Sampailah kepada cerita ketika Ikal memesan alat peninggi badan
bermerek ortoceria! Ia pesan jauh-jauh dari Jakarta, mengorbankan gaji bulanan yang ia
kumpulkan dari bekerja di warung kopi. Diam-diam, tak ingin diketahui siapa-siapa. Ia
begitu yakin alat peninggi badan itu dapat membuatnya lebih tinggi empat sentimeter. Ia
yakin dengan cara itu A Ling akan terkesan padanya. Tapi, kecelakaan naas terjadi ketika
alat itu dipakai. Leher ikal terikat erat dan kakinya menggantung. Ia seperti orang yang
gantung diri. Enong terkejut bukan main menemukan Ikal tergantung hampir mati. Detektif
M.Nur pun apatah lagi. Mereka menyelamatkan ikal dari maut, lalu membawanya ke
Puskesmas sambil digotong di atas bak sepeda, membuat pemandangan lain di
keramaian pasar.
“Masih banyak perempuan lain Boi! Kalau kau kesulitan mencari jodoh, mengapa
tak bicara padaku? Masih banyak keponakanku perawan tua di udik sana!” Enong
menarik napas panjang.
“Apa sukamu hanya anak Tionghoa? Usah kau cemas. Kenalanku banyak
perempuan Tionghoa yang tak laku-laku! Mau Hokian, Khek, Ho Pho, Tongsan, lengkap!
Janganlah berputus asa. Lihatlah Kakak, ni, dari kecil Kakak susah.
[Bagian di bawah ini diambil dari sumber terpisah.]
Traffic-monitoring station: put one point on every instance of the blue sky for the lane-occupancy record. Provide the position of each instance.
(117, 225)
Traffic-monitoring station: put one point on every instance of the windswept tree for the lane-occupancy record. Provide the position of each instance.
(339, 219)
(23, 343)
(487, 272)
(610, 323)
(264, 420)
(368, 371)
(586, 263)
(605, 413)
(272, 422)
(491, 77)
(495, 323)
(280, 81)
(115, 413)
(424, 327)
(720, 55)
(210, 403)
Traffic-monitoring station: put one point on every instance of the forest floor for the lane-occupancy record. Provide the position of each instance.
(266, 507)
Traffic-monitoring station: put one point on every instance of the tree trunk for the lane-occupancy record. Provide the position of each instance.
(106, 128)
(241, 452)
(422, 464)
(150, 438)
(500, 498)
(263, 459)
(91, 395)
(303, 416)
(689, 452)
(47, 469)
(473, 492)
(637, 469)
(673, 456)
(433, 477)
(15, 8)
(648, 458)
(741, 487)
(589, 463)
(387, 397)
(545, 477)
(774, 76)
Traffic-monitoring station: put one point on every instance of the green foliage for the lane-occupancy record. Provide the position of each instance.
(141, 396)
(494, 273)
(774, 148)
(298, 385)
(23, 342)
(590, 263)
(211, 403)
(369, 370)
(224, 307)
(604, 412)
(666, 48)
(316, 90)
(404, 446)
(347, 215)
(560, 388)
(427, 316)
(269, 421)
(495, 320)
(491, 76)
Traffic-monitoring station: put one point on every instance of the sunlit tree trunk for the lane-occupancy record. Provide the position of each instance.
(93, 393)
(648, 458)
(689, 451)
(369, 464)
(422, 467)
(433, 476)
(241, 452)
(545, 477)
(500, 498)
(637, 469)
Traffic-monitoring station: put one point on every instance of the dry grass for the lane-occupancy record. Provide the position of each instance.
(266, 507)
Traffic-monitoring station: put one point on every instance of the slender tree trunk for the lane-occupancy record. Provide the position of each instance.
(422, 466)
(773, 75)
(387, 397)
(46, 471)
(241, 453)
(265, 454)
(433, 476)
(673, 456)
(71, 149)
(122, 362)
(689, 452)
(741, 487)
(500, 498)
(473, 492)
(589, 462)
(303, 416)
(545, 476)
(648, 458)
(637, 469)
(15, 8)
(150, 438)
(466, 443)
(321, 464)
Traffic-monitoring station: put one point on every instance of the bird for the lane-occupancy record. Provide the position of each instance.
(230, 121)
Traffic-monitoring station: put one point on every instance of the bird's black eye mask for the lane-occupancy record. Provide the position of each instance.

Cobaan datang
bertubi-tubi, tapi mana pernah Kakak patah harapan. Tak pernah! Hidup ini harus tabah.
Memang benar badanmu pendek, tapi mukamu tak jelek-jelek betul. Paling tidak, kau lihai
berbasa Inggris!”
Malang nian nasib Ikal. Niat lain disangka lain. Tapi apa boleh buat. Cinta butanya
pada A Ling memang tak masuk akal. Kali ini ia benar-benar menyerah, lalu berniat lagi ke
Jakarta.
Tapi, siapa kira, kini ketika esok kan pergi. Tiba-tiba, A Ling berada di depan
pekarangan rumahnya. Ia melihat gadis itu terpaku, ia tampak jengkel dan kesal, seraya
berkata kesal padanya karena mau berlayar dengan Mualim Syahbana ke Jakarta tanpa
memberi tahunya. Tapi, bagaimana pula Ikal kan menyampaikannya. Lantas, perempuan
tionghoa itu berujar, ia tak bisa menemui Ikal saban hari belakangan karena sibuk
membantu sahabat pamannya membuka toko dan penyiapkan perkawinannya.
Rupanya, sahabat pamannya itu adalah Zinar yang akan menikah dengan orang lain. Kini,
undangan Zinar pun diberikannya pada Ikal.